Outro homem apresentava seu depoimento.

— O navio era novo e absolutamente seguro. Conhecia bem a região, afinal, fui o comandante do navio mais antigo por doze anos, antes de ser aposentado, após mais de quarenta anos de ótimos serviços prestados. Quando este ficou pronto, veio o convite para assumi-lo. Encarei com naturalidade e procurei manter a minha tripulação anterior. Estávamos neste navio há  três anos. Quando então se deu o acidente.— Aparentando tranquilidade e segurança, continuou:

— Todos a bordo, do mais novo marujo ao mais jovem pesquisador, todos sabiam o que estavam fazendo. A aproximação do paredão da banquisa não foi nenhuma ação suicida. Já havíamos feito antes. Fez pequena pausa.

— Claro que isto incorre em riscos, por isso todas as possibilidades de um insucesso são verificadas. As verificações foram feitas e então toma-se uma decisão. Sou o capitão do navio, a decisão final foi minha.

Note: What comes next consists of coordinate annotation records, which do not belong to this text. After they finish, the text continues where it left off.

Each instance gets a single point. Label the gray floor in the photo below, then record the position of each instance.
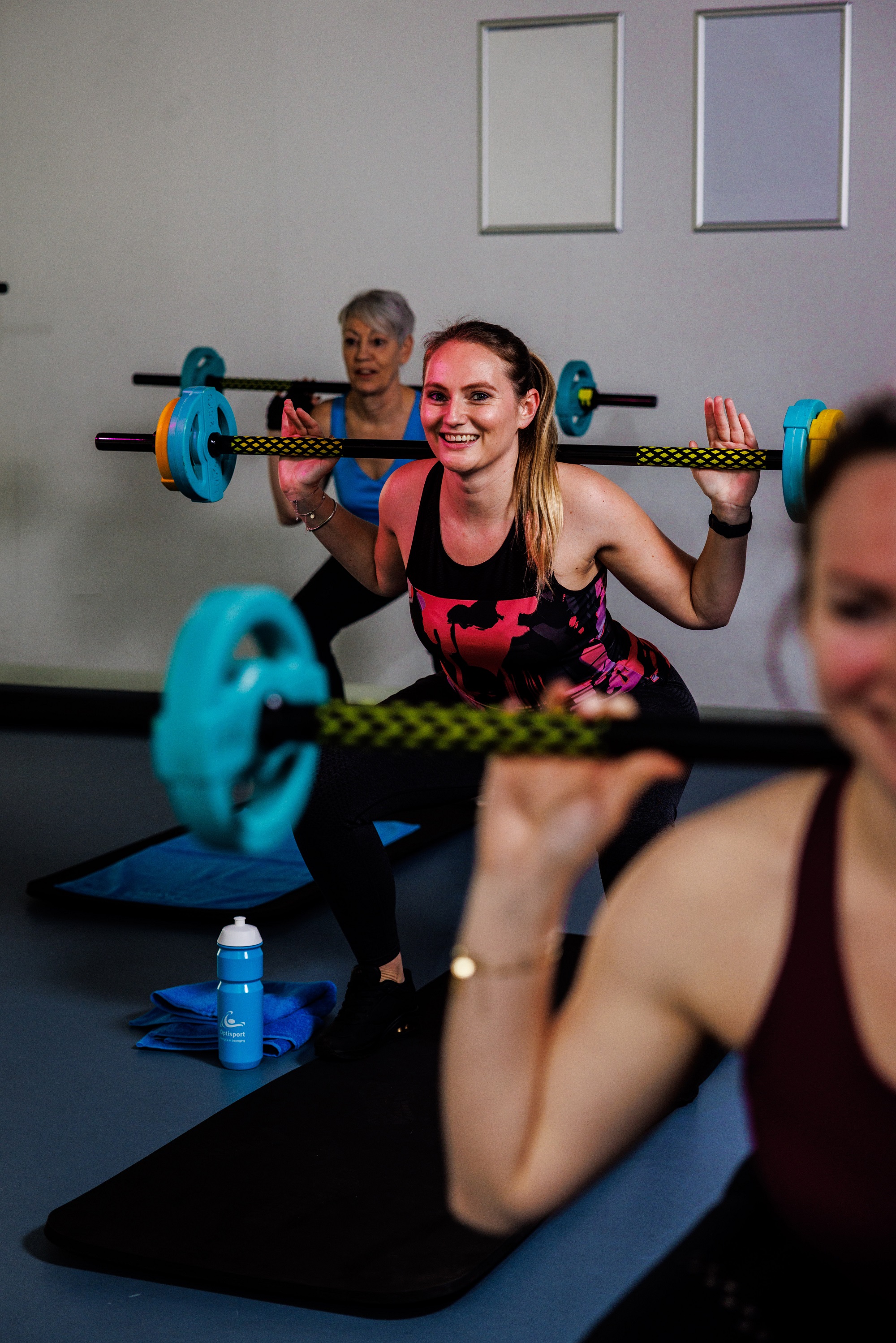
(80, 1103)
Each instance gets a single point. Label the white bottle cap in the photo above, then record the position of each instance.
(240, 934)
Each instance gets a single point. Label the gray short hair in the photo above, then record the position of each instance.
(383, 310)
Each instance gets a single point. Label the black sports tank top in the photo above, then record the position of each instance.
(492, 637)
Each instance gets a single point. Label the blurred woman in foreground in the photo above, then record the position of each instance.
(767, 922)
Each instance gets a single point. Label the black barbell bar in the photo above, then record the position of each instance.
(718, 740)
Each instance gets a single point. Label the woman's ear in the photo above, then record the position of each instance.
(528, 407)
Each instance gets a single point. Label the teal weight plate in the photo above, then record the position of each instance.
(199, 413)
(201, 363)
(797, 423)
(205, 742)
(574, 421)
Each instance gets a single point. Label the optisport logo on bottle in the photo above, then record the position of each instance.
(228, 1021)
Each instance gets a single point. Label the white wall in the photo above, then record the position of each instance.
(230, 171)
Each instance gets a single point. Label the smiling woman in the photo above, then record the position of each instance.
(769, 925)
(505, 556)
(378, 340)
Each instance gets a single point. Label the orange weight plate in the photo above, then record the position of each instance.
(162, 445)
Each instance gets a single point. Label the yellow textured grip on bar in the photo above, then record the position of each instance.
(704, 458)
(823, 429)
(435, 727)
(302, 448)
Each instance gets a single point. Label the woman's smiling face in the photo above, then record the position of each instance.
(469, 407)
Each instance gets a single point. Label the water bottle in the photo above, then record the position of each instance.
(241, 1026)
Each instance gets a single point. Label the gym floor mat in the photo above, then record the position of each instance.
(174, 874)
(324, 1188)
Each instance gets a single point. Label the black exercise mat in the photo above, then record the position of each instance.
(326, 1188)
(433, 825)
(742, 1275)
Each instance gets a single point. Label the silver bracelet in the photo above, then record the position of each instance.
(315, 515)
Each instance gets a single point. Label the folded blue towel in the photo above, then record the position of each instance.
(186, 1017)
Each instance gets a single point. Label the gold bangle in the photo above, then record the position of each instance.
(312, 529)
(464, 966)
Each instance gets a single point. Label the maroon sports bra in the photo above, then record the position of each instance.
(824, 1120)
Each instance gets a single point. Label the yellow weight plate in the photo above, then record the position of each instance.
(162, 445)
(821, 431)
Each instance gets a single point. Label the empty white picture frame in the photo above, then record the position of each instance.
(771, 124)
(551, 124)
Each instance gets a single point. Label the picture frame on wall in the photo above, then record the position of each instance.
(771, 117)
(551, 95)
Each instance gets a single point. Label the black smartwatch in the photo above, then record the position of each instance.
(728, 529)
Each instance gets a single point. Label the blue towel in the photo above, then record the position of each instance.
(186, 1017)
(185, 872)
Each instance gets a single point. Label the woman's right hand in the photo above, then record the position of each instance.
(303, 481)
(546, 817)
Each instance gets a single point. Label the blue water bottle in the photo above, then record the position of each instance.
(241, 1026)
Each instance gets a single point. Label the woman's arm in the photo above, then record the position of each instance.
(370, 554)
(535, 1104)
(283, 507)
(699, 594)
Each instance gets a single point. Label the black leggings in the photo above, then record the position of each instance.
(355, 789)
(331, 601)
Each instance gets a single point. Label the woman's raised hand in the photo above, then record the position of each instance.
(302, 482)
(730, 492)
(543, 818)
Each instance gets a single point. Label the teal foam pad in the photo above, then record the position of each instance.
(183, 872)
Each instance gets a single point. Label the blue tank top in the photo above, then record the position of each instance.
(357, 491)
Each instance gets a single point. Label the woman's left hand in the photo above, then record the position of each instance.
(730, 492)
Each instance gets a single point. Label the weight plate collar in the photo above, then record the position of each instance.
(203, 362)
(205, 742)
(574, 418)
(794, 465)
(199, 413)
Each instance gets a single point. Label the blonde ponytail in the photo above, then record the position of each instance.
(536, 485)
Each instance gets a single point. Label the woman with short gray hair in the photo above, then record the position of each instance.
(378, 340)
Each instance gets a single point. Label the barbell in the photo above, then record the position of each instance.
(205, 367)
(578, 395)
(197, 446)
(236, 739)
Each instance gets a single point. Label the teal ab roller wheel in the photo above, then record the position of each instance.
(205, 742)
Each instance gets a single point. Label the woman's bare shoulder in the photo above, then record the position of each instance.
(586, 491)
(746, 840)
(401, 495)
(703, 915)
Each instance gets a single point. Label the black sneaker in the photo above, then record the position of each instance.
(371, 1010)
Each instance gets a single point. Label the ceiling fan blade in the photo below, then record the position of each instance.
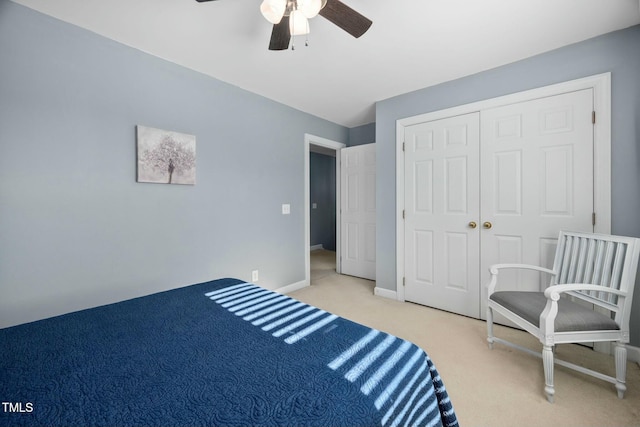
(346, 18)
(280, 35)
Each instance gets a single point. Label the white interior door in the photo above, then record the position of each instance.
(441, 201)
(358, 218)
(537, 179)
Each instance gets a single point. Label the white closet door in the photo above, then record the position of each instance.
(537, 179)
(520, 173)
(441, 200)
(358, 217)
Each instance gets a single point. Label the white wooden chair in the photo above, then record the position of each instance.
(595, 269)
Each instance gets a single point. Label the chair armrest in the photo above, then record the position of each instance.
(548, 315)
(495, 270)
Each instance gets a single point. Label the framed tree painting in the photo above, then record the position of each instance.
(165, 157)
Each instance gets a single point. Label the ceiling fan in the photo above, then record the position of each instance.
(289, 17)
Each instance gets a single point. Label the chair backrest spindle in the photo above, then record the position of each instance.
(595, 259)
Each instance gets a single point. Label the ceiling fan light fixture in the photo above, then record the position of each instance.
(298, 23)
(273, 10)
(311, 8)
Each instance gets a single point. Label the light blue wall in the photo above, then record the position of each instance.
(76, 230)
(618, 53)
(365, 134)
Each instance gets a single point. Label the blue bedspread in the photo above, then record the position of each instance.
(221, 353)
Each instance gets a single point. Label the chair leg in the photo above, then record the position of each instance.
(490, 327)
(621, 368)
(547, 361)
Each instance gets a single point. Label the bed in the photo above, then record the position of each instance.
(220, 353)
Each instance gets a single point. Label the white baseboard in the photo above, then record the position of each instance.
(385, 293)
(292, 287)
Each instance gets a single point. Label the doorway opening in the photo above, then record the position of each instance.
(318, 145)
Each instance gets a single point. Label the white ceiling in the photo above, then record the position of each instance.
(412, 44)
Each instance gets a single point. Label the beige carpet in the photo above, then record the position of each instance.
(499, 387)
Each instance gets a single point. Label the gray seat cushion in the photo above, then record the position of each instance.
(571, 316)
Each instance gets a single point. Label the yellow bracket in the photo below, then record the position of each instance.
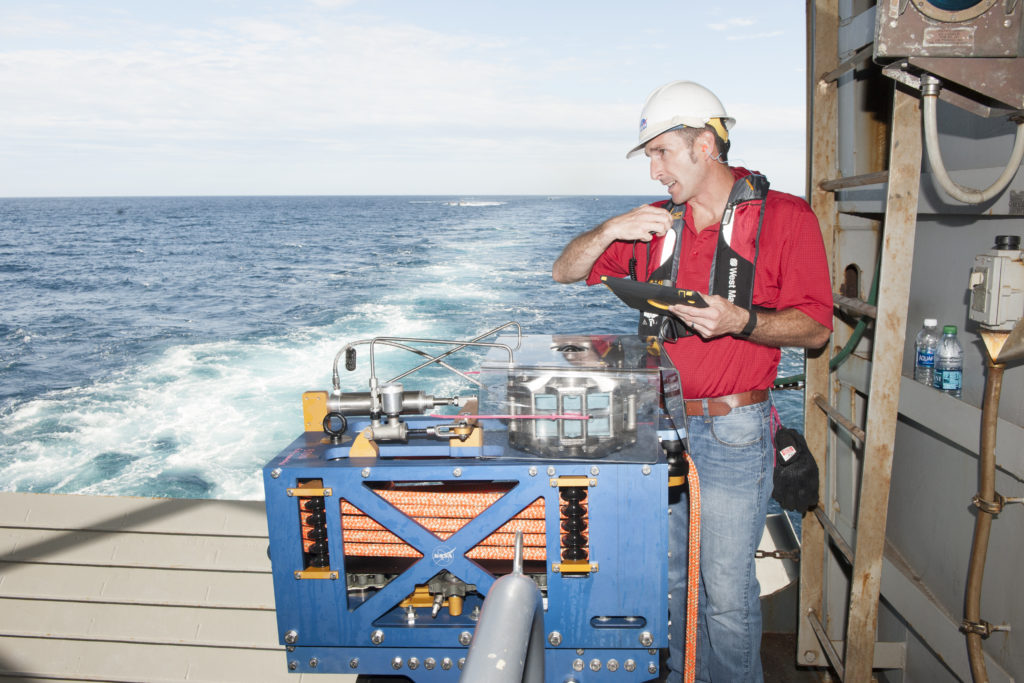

Não sem amargor, mas com profundo sentimento de responsabilidade e autocrítica, concluiu seu rápido depoimento.

— Vi algo como o céu escurecer. Ao olhar para frente foi quando me dei conta que o paredão, ou parte dele, estava cedendo. Minha reação foi querer deslocar o navio para bombordo. É óbvio que isto foi impossível. Rapidamente o paredão estava sobre a ponte. Entendi que tudo estava perdido. Depois, foi só uma total  escuridão e o frio. Um frio enorme que não lhe congela, mas que não te escapa.

Todos os que estavam na ponte de comando ou no convés, tiveram morte repentina. O navio oceanográfico foi empurrado para o fundo pela mão de um gigante.

Aqueles que se encontravam no interior puderam gozar de alguns segundos adicionais, e isto foi tudo. O tempo suficiente para a água congelada matar a todos aqueles que não tivessem perecido com seus corpos sendo atirados na estrutura do navio.

A embarcação foi a pique matando a todos. Sem nenhuma comunicação ou pedido de ajuda, ninguém nunca soube ao certo o que aconteceu. Havia o registro da missão do dia. Deduziu-se que o navio havia afundado nas imediações da banquisa. O que seria confirmado com o uso do sonar.

Os espíritos dos tripulantes e pesquisadores, somente puderam ser recolhidos da escuridão quatro anos após o acidente.